Verehrter Herr Johannes Brahms, Tonschöpfer und Frauenversteher
Sie haben vor über 150 Jahren «Vier Gesänge opus 17» für dreistimmigen Frauenchor mit Begleitung von zwei Hörnern und Harfe komponiert. Dafür liebe ich Sie. Ich möchte mit Ihnen zusammen sein. Aber das ist aus gewissen Gründen nur bedingt möglich.
Obwohl Sie Ihr Leben lang keine feste offizielle Bindung eingegangen sind, nie verheiratet waren, auch nicht zum Schein, möchte man beim Anhören des ersten der vier Lieder meinen, Sie verstünden auf geradezu abgründige Weise das Wesen der Frau. Oder müsste ich anders fragen: eben gerade weil Sie die Frauen verstanden haben, hüteten Sie sich vor einer Eheschliessung?
Erlauben Sie mir, dass ich Ihnen kurz schildere, weshalb ich Sie liebe?
Sie eröffnen das Chorlied mit zwei aufsteigenden Quarten im Horn, dann hört man eine erste Harfengeste wie ein Rauschen mit Krinolinspitzen, eine Frau schaut Caspar-David-Friedrich-ähnlich aus dem Fenster in eine terzenlose Landschaft.
Quarten bedeuten für mich: archaisch, vor-europäisch. Horn bedeutet: aus Erz gegossenes Metall, der Ruf, ein Naturlaut aus der Erde. Harfe bedeutet: Etwas wird berührt und verflüchtigt sich gegen oben. Verstehen Sie? In den ersten vier Takten komponieren Sie, dass Frauen zwischen irdisch und überirdisch frei schwingen möchten. Dass man sie zwar antippen, aber nicht anschieben sollte. Dass sie einen Raum möchten, aber keine Eckwerte. Dafür liebe ich Sie.
Doch gehen wir weiter im Gesang.
Das Archaische des Quartenklangs kippt ab Takt 5 um in einen Septimenakkord: Dieser Akkord meint hier wohl: Gebet Acht, eine Falltür geht auf, wir schauen hinab in die Untiefen der Natur.
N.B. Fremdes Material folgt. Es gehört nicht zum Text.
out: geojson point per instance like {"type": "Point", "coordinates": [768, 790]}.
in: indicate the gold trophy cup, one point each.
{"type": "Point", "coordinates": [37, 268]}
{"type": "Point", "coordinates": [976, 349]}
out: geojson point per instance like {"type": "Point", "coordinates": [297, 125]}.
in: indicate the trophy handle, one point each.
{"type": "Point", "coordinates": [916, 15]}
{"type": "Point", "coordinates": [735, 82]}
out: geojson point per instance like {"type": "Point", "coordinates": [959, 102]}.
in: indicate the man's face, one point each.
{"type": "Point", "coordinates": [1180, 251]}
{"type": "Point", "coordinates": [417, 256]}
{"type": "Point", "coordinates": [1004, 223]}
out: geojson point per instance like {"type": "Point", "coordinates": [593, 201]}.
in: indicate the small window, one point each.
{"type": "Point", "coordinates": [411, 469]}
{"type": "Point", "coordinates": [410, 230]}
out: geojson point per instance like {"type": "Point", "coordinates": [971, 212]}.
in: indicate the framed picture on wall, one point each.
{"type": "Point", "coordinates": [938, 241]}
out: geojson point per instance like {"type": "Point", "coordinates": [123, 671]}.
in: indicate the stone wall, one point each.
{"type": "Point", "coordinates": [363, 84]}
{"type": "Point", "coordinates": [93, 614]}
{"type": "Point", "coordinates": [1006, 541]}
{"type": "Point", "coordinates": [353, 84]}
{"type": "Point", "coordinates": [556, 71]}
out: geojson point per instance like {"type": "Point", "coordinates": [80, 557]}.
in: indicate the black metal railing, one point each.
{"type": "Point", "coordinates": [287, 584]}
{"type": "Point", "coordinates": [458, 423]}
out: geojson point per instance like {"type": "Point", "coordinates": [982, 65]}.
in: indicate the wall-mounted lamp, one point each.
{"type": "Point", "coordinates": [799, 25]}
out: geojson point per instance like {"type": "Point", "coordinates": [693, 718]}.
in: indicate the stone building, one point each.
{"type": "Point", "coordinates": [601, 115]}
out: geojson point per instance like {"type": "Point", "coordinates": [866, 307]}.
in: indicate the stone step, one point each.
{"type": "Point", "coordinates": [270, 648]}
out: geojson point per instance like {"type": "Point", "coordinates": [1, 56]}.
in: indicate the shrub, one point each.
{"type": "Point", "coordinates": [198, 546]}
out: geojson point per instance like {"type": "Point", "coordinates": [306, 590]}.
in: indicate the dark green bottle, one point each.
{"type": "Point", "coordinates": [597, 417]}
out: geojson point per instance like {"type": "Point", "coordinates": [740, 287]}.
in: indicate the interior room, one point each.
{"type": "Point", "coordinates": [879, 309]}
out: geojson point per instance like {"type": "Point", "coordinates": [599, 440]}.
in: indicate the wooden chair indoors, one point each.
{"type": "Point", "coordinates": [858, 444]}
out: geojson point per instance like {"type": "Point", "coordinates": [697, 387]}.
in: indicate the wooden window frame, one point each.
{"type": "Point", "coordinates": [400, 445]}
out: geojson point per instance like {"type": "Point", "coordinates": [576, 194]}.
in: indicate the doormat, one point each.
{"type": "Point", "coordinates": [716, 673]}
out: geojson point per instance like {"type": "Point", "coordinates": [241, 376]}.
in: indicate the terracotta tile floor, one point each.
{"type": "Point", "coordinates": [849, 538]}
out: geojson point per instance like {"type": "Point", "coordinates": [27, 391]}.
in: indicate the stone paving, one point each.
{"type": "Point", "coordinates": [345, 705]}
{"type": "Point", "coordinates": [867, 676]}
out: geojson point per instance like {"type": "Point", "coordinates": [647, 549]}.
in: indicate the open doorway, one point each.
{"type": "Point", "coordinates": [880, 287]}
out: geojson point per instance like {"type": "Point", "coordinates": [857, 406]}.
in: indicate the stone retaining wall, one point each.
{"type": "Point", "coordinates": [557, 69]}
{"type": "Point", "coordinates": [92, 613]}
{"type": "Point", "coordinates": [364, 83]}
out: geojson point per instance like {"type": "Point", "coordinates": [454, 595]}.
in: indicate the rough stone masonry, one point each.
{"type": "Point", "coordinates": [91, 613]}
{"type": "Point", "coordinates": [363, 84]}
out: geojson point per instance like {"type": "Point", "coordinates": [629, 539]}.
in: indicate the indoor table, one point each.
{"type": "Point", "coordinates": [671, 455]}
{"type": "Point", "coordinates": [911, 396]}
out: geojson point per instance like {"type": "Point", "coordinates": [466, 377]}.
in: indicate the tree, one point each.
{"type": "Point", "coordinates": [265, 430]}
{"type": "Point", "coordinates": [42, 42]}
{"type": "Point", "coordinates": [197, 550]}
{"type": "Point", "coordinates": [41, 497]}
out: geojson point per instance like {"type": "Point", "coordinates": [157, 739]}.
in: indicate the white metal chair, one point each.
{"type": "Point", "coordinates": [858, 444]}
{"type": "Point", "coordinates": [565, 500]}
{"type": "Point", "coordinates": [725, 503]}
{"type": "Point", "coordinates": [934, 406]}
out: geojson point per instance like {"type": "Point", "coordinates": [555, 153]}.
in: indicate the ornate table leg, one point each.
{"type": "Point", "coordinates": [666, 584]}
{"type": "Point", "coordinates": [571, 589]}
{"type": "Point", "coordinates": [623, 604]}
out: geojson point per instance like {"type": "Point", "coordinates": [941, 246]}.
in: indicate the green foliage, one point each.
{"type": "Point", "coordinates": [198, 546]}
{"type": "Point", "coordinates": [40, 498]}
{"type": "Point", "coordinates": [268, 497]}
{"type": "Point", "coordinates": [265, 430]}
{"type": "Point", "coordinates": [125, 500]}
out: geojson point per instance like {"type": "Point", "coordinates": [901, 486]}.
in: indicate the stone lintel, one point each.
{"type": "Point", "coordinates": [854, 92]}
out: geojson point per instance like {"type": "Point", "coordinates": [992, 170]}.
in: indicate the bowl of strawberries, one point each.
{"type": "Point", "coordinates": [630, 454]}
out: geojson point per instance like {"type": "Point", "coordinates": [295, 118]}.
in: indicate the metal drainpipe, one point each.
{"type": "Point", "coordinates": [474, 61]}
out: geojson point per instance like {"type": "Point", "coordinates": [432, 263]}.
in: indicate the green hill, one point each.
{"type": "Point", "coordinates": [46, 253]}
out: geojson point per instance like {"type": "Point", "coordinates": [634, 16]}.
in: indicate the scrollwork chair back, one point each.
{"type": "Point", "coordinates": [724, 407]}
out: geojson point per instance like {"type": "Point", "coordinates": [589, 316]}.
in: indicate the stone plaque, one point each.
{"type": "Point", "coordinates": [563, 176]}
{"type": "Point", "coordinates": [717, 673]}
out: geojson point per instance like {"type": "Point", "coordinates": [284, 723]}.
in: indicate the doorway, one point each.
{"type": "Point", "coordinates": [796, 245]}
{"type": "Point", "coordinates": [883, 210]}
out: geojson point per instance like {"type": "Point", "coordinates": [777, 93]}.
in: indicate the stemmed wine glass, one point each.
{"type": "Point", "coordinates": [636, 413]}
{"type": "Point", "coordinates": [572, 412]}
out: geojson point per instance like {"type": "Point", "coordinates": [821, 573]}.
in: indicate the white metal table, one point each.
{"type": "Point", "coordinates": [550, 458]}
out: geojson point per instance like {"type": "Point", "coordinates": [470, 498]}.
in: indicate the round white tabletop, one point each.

Sie und wir Frauen wissen, dass nur Paare, die die Abgründe des anderen kennen, ertragen und annehmen, wirklich zusammen sein können. Wer verliebt ist, sieht nur das Obere, Flirrende, vom Dunklen Unversehrte. Sie, verehrter Herr Brahms, haben seit Ihrer Jugend, als Sie in Hafenkneipen mit Ihrem Vater für Prostituierte und Matrosen zum Tanz aufspielten, beides kennengelernt. Die liebende Mutter zu Hause und die Verführerinnen bei der Arbeit.
Doch gehen wir weiter im Gesang.
Horn- und Harfenlinien verschlingen sich: im Horn Vorhalte, in der Harfe die stützenden Harmonien, beide ziehen sich gegenseitig zum magischen Moment hin, der jetzt eintritt: die drei Frauenstimmen setzen ein: g, b und c – die drei Horntöne des Beginns erklingen nun: ZUSAMMEN im Gesang! Und die mittlere der drei erliegt beim zweiten Klang gleichsam der Schwerkraft und bringt eine Mollterz.
Ich liebe Sie.
Die Gesangsmelodie schwelgt, schwingt aus und bleibt doch harmonisch der Einleitung verbunden, die Harfe umrauscht das Trio, gibt Halt, begleitet – stellen sich Frauen nicht so den idealen Tausch von Gesten, Bewegungen, Regungen zwischen Liebenden vor? Sie, ein Komponist, ein notorischer Junggeselle und Zigarrenraucher, der jahrzehntelang ein seltsames Verhältnis zur Witwe seines Förderers Robert Schumann unterhält, fängt genau DIESE sensible weibliche Masseinheit ein und veredelt sie ohne billige musikalische Anmache.
Ich liebe Sie, ich möchte gerne mit Ihnen zusammen sein. Die beiden Hörner . . . die Harfe . . . drei Stimmen. Ein sehnlichster Wunsch bleibt: Würden Sie vielleicht die Tonsilben meines Namens für Ihre nächste Komposition verwenden? G-A-C- E-A für Graziella? Zuhause äusserlich im 21. Jahrhundert, innerlich ganz in Ihrer Nähe, um 1860.